A large, triangular peninsula pointing down into the northern Adriatic, Istria (in Croatian, “Istra”) represents Croatian tourism at its most developed. In recent decades the region’s proximity to Western Europe has ensured an annual influx of sun-seeking package tourists, with Italians, Germans, Austrians and what seems like the entire population of Slovenia flocking to the mega-hotel developments that dot the coastline. Istrian beaches – often rocky areas that have been concreted over to provide sunbathers with a level surface on which to sprawl – lack the appeal of the out-of-the-way coves that you’ll find on the Dalmatian islands, yet the hotel complexes and rambling campsites have done little to detract from the essential charm of the Istrian coast, with its compact towns of alley-hugging houses grouped around spear-belfried churches. Meanwhile, inland Istria is an area of rare and disarming beauty, characterized by medieval hilltop settlements and stone-built villages.

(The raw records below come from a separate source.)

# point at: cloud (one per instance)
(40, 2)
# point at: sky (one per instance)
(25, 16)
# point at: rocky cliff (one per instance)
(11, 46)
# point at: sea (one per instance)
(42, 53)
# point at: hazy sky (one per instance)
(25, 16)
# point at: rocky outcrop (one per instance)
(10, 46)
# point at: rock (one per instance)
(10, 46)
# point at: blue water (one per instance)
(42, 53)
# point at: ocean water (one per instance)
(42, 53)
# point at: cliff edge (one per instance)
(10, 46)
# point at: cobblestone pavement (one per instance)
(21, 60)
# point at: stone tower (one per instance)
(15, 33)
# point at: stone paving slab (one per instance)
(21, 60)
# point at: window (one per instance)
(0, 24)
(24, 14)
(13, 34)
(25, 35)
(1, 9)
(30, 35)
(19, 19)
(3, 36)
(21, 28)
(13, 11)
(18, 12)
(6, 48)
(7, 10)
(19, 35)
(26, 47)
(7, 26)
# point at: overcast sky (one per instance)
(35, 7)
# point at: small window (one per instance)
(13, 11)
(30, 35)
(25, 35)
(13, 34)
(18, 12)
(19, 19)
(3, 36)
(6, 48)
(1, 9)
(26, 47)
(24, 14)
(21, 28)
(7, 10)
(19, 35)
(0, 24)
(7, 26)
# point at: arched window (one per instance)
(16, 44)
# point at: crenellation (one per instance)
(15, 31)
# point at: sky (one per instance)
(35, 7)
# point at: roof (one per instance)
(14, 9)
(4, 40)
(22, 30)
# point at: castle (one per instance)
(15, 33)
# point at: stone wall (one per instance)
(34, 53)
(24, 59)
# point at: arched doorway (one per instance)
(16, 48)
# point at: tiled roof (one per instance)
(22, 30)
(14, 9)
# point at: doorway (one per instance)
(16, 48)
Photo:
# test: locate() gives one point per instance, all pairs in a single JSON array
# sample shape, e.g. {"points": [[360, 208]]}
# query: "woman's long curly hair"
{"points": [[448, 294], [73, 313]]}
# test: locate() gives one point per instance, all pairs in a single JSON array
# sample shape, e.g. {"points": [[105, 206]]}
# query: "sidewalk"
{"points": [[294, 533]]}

Istria’s cultural legacy is a complex affair. Historically, Italians lived in the towns while Croats occupied the rural areas. Despite post-World War II expulsions, there’s still a fair-sized Italian community, and Italian is very much the peninsula’s second language.
With its amphitheatre and other Roman relics, the port of Pula, at the southern tip of the peninsula, is Istria’s largest city and a rewarding place to spend a couple of days; many of Istria’s most interesting spots are only a short bus ride away. On the western side of the Istrian peninsula are pretty resort towns like Rovinj and Novigrad, with their cobbled piazzas, shuttered houses and back alleys laden with laundry. Poised midway between the two, Poreč is much more of a package destination, but offers bundles of Mediterranean charm if you visit out of season. Inland Istria couldn’t be more different – historic hilltop towns like Motovun, Grožnjan, Oprtalj and Hum look like leftovers from another century, half-abandoned accretions of ancient stone poised high above rich green pastures and forests.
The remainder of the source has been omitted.